L'abbraccio nell'isba

Quando eravamo sul fronte russo, la Julia si era assestata sul Don, dove avevamo costruito trincee e ripari per proteggerci dai due pericolosi nemici: l'esercito sovietico e l'inverno russo. Verso la fine del 1942 la divisione fu spostata da lì per arginare una falla che i russi avevano aperto nello schieramento italiano. Nella nuova sistemazione abbiamo dovuto operare in condizioni estreme, senza poter provvedere a costruire pur minimi rifugi. Non avendo potuto predisporre trincee e altri ripari dal freddo, ci insediammo nelle isbe del luogo, con l'ordine di allontanare i civili russi dalle loro abitazioni, anche per non coinvolgerli nei combattimenti.
L'isba che assegnarono a me e alla mia squadra era abitata da una giovane signora con due bellissimi bambini. Questa donna non volle saperne di andarsene, dicendo che voleva restare nella sua casa in attesa del marito, che altrimenti non l'avrebbe trovata. Così rimase con noi. La trattammo sempre con molto rispetto: lei e i bambini dormivano nel loro letto, mentre noi ci sistemavamo per la notte come potevamo, anche sul pavimento. Con questa famigliola dividevamo i pasti, mettendo in comune tutto quello che avevamo, da entrambe le parti.

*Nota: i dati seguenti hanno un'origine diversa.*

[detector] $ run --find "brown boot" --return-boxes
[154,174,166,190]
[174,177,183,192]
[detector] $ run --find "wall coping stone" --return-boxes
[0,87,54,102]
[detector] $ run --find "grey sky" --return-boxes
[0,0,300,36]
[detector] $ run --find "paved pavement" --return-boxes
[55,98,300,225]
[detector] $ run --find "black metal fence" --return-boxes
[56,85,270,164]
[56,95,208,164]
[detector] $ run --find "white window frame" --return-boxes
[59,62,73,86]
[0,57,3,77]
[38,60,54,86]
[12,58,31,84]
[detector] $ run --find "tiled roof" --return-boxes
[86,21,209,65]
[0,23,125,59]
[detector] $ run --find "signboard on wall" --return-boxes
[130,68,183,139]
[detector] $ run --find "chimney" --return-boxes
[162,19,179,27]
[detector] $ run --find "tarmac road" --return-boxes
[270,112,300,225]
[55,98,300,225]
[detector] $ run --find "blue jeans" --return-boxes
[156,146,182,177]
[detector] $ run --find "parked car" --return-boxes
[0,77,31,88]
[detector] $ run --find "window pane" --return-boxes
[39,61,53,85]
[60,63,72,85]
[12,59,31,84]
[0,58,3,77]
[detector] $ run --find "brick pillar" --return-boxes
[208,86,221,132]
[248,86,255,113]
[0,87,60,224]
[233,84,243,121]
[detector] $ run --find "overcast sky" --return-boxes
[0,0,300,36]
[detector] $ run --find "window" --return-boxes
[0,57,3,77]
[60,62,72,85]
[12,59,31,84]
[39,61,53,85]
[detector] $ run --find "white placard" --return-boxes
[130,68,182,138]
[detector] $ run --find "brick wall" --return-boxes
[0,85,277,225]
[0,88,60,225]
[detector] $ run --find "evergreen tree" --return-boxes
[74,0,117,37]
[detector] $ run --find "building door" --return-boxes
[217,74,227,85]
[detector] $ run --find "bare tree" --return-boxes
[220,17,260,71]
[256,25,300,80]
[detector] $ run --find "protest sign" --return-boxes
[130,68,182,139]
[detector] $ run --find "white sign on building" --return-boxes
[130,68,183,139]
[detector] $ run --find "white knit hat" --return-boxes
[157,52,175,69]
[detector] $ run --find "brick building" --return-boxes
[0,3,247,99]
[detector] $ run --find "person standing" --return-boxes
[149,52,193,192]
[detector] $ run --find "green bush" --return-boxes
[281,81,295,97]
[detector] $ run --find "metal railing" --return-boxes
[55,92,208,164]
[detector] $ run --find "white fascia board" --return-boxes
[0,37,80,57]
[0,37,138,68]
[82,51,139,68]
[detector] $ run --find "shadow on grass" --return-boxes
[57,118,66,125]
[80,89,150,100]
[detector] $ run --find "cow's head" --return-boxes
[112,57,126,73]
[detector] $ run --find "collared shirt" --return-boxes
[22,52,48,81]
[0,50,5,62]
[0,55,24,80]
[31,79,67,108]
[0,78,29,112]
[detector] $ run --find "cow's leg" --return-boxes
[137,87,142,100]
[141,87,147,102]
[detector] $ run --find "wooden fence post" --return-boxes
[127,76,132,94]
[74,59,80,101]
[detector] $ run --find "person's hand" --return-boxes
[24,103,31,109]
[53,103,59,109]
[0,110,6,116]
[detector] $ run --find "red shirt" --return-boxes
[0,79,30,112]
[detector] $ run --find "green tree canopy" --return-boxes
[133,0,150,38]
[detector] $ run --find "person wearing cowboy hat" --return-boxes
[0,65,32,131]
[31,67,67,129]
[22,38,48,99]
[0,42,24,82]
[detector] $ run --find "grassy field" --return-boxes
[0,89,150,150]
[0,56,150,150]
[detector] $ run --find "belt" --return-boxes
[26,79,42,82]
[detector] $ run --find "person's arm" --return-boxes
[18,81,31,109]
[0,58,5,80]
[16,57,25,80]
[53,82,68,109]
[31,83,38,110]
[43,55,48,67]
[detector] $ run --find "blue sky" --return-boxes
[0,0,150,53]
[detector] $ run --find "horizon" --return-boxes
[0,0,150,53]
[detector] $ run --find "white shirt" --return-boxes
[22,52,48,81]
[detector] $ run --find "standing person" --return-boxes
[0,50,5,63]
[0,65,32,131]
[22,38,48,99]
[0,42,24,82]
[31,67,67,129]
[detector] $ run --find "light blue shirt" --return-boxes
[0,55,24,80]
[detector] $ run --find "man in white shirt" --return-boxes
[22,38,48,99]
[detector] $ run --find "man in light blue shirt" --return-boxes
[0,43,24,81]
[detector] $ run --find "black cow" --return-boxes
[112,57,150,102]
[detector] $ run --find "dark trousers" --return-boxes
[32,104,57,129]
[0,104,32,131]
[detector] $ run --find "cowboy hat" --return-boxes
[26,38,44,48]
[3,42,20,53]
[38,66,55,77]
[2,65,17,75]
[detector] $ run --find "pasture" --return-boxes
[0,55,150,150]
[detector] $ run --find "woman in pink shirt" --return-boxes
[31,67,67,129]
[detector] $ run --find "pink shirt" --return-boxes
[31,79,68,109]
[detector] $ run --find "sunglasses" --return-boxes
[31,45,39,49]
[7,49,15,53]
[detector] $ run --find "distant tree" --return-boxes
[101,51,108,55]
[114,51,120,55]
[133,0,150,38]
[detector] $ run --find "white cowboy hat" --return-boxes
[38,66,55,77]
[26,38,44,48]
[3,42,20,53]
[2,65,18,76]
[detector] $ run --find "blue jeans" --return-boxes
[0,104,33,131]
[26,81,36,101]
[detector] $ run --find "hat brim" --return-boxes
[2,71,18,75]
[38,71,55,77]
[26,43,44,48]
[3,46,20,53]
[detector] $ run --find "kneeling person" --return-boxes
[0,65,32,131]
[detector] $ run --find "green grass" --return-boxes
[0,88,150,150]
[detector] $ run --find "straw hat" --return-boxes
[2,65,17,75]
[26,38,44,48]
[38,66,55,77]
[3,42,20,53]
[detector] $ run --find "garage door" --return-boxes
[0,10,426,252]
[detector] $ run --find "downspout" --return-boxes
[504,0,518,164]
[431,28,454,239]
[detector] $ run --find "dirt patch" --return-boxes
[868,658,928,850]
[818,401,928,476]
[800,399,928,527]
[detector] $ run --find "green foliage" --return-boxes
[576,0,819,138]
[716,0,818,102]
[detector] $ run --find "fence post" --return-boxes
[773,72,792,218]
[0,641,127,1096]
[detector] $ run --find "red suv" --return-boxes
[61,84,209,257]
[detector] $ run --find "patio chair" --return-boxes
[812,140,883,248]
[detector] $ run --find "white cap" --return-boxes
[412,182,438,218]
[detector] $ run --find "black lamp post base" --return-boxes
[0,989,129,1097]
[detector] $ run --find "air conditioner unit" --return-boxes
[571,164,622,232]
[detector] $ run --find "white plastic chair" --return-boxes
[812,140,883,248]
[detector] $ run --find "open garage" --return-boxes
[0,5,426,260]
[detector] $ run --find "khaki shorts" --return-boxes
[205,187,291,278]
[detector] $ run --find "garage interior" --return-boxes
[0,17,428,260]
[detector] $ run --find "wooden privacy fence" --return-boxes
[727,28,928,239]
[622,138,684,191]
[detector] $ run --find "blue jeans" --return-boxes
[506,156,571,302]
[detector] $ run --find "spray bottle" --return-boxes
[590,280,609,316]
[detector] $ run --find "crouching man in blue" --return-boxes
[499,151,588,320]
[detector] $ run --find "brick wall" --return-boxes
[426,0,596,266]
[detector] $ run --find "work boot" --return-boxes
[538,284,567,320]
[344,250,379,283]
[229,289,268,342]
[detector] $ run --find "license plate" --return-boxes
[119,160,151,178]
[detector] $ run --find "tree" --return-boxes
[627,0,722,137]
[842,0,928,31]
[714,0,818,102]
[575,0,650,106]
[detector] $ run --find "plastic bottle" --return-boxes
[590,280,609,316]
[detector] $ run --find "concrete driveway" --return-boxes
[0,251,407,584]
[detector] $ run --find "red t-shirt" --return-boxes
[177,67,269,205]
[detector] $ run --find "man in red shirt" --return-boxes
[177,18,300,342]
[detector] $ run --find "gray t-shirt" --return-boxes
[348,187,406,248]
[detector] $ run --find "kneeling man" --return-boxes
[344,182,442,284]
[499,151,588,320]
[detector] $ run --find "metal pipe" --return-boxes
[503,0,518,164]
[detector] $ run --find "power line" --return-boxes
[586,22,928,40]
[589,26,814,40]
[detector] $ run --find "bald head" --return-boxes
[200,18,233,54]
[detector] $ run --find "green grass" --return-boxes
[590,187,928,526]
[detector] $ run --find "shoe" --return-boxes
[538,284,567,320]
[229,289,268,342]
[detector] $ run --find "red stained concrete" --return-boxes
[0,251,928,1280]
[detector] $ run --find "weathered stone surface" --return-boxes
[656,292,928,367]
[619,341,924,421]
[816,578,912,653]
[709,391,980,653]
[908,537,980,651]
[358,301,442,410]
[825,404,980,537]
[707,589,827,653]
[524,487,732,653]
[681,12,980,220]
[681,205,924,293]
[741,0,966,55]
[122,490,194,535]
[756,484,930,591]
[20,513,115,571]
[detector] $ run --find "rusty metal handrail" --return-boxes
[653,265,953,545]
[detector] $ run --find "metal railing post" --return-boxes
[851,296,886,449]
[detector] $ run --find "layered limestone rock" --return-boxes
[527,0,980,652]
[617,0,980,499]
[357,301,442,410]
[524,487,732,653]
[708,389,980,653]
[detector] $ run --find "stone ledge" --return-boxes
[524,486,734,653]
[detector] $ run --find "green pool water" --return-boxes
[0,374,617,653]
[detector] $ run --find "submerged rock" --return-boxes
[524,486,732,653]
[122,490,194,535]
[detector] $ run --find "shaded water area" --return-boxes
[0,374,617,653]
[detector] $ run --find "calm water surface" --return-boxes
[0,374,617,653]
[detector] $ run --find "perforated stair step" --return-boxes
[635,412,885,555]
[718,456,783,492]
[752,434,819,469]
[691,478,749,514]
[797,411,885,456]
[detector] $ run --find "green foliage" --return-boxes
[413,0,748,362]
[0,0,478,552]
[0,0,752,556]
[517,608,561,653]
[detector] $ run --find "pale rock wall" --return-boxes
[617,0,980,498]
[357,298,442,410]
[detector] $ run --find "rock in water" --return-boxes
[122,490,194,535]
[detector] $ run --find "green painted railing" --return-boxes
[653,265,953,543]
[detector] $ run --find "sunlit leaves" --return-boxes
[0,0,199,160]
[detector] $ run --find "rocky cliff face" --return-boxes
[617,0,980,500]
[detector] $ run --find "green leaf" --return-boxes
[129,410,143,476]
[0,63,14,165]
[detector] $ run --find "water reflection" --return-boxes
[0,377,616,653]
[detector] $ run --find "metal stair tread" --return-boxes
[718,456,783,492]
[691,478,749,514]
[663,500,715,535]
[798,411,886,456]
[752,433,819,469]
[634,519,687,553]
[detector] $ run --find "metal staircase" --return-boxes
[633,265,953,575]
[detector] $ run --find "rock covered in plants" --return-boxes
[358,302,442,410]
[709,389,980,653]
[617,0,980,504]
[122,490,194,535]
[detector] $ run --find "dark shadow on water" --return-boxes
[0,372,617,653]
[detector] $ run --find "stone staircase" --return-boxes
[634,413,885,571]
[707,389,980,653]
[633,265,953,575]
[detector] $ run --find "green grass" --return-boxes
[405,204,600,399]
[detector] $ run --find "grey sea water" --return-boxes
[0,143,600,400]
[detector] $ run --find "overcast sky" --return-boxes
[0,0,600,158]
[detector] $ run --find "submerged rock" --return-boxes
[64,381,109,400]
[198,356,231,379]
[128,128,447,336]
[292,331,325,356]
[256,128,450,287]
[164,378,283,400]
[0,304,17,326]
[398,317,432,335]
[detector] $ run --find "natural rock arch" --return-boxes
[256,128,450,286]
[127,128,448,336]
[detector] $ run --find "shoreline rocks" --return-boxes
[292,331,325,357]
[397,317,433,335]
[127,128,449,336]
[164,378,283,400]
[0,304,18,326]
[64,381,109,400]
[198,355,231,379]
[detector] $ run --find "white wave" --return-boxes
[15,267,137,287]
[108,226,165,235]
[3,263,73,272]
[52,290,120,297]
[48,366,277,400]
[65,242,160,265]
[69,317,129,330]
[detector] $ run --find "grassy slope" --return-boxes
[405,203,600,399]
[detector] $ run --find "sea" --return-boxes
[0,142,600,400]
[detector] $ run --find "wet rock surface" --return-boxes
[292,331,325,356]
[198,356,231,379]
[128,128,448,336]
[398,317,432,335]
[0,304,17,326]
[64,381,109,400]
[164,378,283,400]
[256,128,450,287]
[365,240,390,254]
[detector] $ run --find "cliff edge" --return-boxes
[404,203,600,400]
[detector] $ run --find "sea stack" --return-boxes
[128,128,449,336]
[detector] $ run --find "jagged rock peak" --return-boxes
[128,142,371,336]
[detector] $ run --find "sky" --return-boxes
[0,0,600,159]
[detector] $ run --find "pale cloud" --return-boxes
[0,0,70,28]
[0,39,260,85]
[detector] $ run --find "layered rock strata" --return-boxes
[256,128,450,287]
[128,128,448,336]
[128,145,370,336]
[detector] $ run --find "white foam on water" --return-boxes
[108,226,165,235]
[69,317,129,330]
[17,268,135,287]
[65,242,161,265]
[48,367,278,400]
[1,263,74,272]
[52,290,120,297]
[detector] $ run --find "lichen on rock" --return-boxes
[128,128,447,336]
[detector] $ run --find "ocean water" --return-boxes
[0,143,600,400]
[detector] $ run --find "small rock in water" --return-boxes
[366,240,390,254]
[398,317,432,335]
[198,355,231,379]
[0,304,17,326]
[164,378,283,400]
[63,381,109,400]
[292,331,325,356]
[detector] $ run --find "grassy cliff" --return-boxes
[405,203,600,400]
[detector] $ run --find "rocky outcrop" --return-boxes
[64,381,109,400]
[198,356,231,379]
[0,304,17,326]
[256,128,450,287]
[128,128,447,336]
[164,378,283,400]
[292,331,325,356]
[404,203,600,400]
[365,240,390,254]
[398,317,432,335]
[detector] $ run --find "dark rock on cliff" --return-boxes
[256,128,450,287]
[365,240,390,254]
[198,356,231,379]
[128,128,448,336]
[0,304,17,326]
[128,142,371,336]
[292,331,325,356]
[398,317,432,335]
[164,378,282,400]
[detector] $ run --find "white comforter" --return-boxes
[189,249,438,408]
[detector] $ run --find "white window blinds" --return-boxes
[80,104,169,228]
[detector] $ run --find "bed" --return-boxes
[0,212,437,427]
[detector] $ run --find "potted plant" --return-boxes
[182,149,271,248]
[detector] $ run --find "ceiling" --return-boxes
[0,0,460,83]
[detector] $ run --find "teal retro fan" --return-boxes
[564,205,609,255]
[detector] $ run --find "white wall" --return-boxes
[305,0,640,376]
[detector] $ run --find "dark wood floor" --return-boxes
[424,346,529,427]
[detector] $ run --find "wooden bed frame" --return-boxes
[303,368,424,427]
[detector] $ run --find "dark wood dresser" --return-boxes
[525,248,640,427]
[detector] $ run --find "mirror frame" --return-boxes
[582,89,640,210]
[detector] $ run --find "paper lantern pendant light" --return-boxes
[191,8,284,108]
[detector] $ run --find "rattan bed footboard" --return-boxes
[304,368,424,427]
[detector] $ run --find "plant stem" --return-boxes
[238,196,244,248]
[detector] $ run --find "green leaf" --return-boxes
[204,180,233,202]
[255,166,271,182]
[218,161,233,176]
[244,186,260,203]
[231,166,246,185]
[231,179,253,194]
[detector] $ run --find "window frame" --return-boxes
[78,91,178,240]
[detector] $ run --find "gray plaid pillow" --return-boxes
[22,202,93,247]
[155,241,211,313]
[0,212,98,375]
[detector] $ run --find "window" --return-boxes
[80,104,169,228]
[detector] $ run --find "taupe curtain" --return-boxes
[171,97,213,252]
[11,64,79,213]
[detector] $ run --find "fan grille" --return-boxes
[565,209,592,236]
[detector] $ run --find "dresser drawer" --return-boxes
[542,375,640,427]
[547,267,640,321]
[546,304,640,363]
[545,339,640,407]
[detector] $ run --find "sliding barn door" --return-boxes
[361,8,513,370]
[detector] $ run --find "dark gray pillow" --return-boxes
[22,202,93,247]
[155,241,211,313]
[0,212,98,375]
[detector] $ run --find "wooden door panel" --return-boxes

Quando qualcuno di noi leggeva la posta arrivata dall'Italia, lei piangeva e ci diceva che eravamo fortunati ad avere notizie dei nostri familiari, mentre lei erano circa due anni che non aveva notizie del marito, che forse era morto o prigioniero da qualche parte.
Un giorno arrivò nell'isba un russo, e capimmo che era il marito, finalmente ritornato a casa. Potete immaginare la felicità di quella famiglia. Dopo i baci e gli abbracci, marito e moglie parlarono a lungo tra loro, e capimmo che stavano parlando principalmente di noi.
La nostra squadra era comandata da un sergente, ma all'interno dell'isba ero io ad essere considerato il capo. Mentre i due russi parlavano tra di loro, ogni tanto mi additavano. Un mio compagno, un po' preoccupato, mi disse:
«Attento, Bepi, che quell'uomo ce l'ha con te, e magari vuoi farti del male».
Infatti, ad un certo momento, l'uomo si avvicinò a me, ma fu per abbracciarmi e dimostrarmi così la sua gratitudine per l'umanità con cui avevamo trattato i suoi familiari.